We would like to save the state of the optimizer at the end of each epoch.
The save_optimizer_state parameter of the fine_tune function seems to be designed for this purpose.
However, the state of the optimizer is not saved even if we set save_optimizer_state=True.
Thank you!
To Reproduce
%pip install scipy==1.10.1 datasets transformers torch==2.0 flair==0.13.1
import torch
import flair
from flair.data import Corpus
from flair.datasets import TREC_6
from flair.embeddings import TransformerDocumentEmbeddings
from flair.models import TextClassifier
from flair.trainers import ModelTrainer
# 1. get the corpus
corpus: Corpus = TREC_6()
# 2. what label do we want to predict?
label_type = 'question_class'
# 3. create the label dictionary
label_dict = corpus.make_label_dictionary(label_type=label_type)
# 4. initialize transformer document embeddings (many models are available)
document_embeddings = TransformerDocumentEmbeddings('distilbert-base-uncased', fine_tune=True)
# 5. create the text classifier
classifier = TextClassifier(document_embeddings, label_dictionary=label_dict, label_type=label_type)
# 6. initialize trainer
trainer = ModelTrainer(classifier, corpus)
# 7. run training with fine-tuning
trainer.fine_tune('resources/taggers/question-classification-with-transformer',
learning_rate=5.0e-5,
mini_batch_size=4,
max_epochs=10,
save_optimizer_state=True,
save_model_each_k_epochs=1
)
checkpoint = torch.load('resources/taggers/question-classification-with-transformer/model_epoch_1.pt', map_location=flair.device)
Expected behavior
When save_optimizer_state is true, the checkpoint contains the state_dict of the optimizer.
Logs and Stack traces
No response
Screenshots
No response
Additional Context
No response
Environment
Versions:
Flair
0.13.1
Pytorch
2.0.0+cu117
Transformers
4.40.0
GPU
True
Hi @chelseagzr
thank you for reporting, currently saving/loading the optimizer state is not possible, and that flag should have been removed when the trainer was reworked.
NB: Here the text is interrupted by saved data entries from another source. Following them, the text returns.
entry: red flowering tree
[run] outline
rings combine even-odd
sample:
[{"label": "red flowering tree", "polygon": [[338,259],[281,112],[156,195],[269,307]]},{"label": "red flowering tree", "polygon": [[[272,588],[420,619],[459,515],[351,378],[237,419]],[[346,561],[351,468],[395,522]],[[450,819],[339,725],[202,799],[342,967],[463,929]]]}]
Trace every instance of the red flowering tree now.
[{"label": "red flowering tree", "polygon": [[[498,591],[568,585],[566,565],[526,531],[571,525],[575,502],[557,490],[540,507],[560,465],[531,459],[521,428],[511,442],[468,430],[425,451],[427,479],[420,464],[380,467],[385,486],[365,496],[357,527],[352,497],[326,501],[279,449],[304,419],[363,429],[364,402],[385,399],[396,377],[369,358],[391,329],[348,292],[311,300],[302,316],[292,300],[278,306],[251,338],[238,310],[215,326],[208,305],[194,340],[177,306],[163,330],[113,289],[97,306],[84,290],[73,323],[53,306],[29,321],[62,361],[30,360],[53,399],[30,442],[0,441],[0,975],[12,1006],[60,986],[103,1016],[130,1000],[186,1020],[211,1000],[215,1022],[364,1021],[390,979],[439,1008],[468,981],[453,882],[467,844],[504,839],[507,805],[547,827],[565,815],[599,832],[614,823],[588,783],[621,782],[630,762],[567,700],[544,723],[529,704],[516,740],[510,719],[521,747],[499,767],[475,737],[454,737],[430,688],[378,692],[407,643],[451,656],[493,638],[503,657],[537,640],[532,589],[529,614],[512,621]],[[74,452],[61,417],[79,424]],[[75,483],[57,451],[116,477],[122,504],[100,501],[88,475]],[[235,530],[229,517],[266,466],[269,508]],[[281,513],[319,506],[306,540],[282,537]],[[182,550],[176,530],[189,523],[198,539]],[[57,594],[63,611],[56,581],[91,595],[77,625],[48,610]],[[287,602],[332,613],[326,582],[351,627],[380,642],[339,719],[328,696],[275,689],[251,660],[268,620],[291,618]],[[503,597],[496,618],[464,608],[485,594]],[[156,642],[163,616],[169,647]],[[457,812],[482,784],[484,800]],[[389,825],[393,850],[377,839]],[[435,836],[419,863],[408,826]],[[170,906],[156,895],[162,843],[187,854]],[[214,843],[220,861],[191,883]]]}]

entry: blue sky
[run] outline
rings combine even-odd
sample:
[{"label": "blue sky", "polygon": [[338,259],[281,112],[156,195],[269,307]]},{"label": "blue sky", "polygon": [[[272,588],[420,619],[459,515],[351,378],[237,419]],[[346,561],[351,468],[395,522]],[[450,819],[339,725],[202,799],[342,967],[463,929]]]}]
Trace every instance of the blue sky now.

I discussed with @alanakbik to introduce this again, but change it to not only store the optimizer state but also lr-scheduler and plugin states.
I am thinking of a state that can be loaded via the trainer (e.g. trainer = ModelTrainer.load_checkpoint("checkpoint.pt") to load the states, while still allowing Classifier.load("checkpoint.pt") to load the model without training states.
Thank you for the timely response! It would be great if saving the state of a trainer can be enabled!